Azerbaijan: Streetwise Musical Style Moving into Mainstream
“Azerbaijan and meykhana exist in parallel. One reflects the other.”
Like any kind of improvisation, meykhana, a musical style akin to rap, has its detractors and its devotees in Azerbaijan. Literally translated as “the place of wine,” meykhana is the poetry of the country’s poorer neighborhoods, occasionally performed at weddings, capable of inducing a chuckle and a raised eyebrow.
The form originated on the Absheron Peninsula. Since Azerbaijan gained independence in 1991, it has gained a broad popular following, prompting televised contests and inviting comparisons with the much younger Azerbaijani hip-hop movement.
Banned during much of the Soviet period for its counter-cultural potential, meykhana was briefly encouraged during World War II to use as propaganda against the Nazis. After the war, it was again banned. The tradition was kept alive by underground poets who passed it on through informal schools that still exist today.
Meykhana can best be heard in one of the smoky teahouses of the blue-collar Baku suburbs of Mashtaga, Ahmedli, or Yasamal -- the three most popular meykhana centers in Azerbaijan.
The men -- and very rarely, a woman – who sing meykhana pick a topic and then usually tap out a 6/8 rhythm with their fingers on a table or on a nagara drum, a small drum placed under the arm and beaten with the hands.

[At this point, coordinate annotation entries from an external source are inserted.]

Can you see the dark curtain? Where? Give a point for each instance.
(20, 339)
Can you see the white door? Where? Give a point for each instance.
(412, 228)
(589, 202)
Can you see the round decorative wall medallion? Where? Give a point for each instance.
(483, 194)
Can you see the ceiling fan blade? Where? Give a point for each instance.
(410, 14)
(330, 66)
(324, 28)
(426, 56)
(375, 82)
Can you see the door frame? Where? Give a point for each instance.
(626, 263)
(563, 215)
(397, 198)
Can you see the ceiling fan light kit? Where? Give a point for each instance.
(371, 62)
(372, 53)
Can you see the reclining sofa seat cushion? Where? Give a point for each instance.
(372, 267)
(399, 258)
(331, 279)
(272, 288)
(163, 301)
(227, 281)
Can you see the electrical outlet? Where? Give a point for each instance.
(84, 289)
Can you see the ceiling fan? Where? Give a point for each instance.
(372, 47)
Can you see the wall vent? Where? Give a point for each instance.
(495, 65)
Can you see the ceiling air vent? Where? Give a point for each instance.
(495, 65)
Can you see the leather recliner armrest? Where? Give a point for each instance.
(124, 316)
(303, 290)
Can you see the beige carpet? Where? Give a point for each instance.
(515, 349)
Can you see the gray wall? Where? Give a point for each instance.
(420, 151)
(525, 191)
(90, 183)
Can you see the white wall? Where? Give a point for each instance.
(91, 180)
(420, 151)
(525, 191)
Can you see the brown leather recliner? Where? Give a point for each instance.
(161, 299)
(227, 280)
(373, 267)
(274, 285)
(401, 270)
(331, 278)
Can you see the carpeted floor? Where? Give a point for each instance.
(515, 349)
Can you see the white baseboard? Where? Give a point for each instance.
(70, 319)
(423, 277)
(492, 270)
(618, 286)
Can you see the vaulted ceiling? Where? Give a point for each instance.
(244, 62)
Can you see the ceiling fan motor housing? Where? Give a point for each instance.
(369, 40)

They take turns improvising a chorus and individual verses, finding inspiration as they go.
While different schools have different approaches to meykhana composition, the basic criteria are constant: adherence to a strict rhythm, rhyme and theme. “Azerbaijan and meykhana exist in parallel,” said Kerim Novruzov, a widely respected meykhana poet from Mashtaga. “One reflects the other.”
Novruzov, like all famous meykhana artists, has studied classic Azerbaijani and Persian poetry and literature for most of his life. He has seen meykhana emerge from underground after Azerbaijani independence, and then watched it spread throughout a country. “Meykhana has always been about everyday life. It is a communal approach to consciousness,” he said. “Problems everyone knows and sees, like the drains flooded after the rain -- this is our material.”
The problems can run the gamut; the language in some meykhana songs is considered too vulgar for TV. Some embrace traditional themes, including honor. Others take aim at perceived corrupting influences “imported” from the West, such as homosexuality.
Personal attacks against individuals are not common, except if two poets are competing against each other, Novruzov commented. Meykhana lyrics also tend to shy away from politics. Polemics make for bad poetry, Novruzov added.
Meykhana contests are broadcast several times per year by several national channels. The winners can take home a car or other luxury items. Audiences pay a small fee for each SMS sent to the TV station to vote for the best performer.
Mehman Ahmedli, a lifelong meykhana poet who runs a meykhana school in Ahmandli, believes the musical form risks becoming a victim of its own success. "Back then, it was about love,” he said in reference to meykhana’s pre-broadcast era. ”We were hungry, had no money, but we did not care about being popular. And today everyone just races to get on TV and get the money."
Not all Azerbaijanis see meykhana as a musical genre worthy of praise. As his friends nodded in agreement, 25-year-old blogger and youth activist Ali Novruzov (no relation to the meykhana poet) described the songs as “like a cancer for Azerbaijan.”
“Put it in a museum already! It’s just another tool to make zombies of . . . youth,” Novruzov said.
“It’s not oppressed anymore. It’s worse: it’s subsidized,” he added, referring to the televised contests.
Meykhana invariably draws comparisons to hip-hop, both in its content and message. To a certain extent, Meykhana is hip-hop unplugged. One of Azerbaijan’s first hip-hop groups, Dayirman, gained fame with a war-time anthem “Karabakh or Death.” Emin Efendi, the director of Dayirman Productions, said that while hip-hop and meykhana follow different paths, the individual artists all know one another.
“We grew up in the same ghettos, after all,” he said.
“There’s a time and a place for each type of music,” commented Baku rapper Ibrahim “Oran [Uranium]” Ibrahimov, “All my words, thoughts, feelings come out best in rap, but meykhana is in my blood.”
That connection is what will keep this form of music alive for years to come, adherents say. “If meykhana could survive Stalin,” commented poet Novruzov, “it can survive anything.”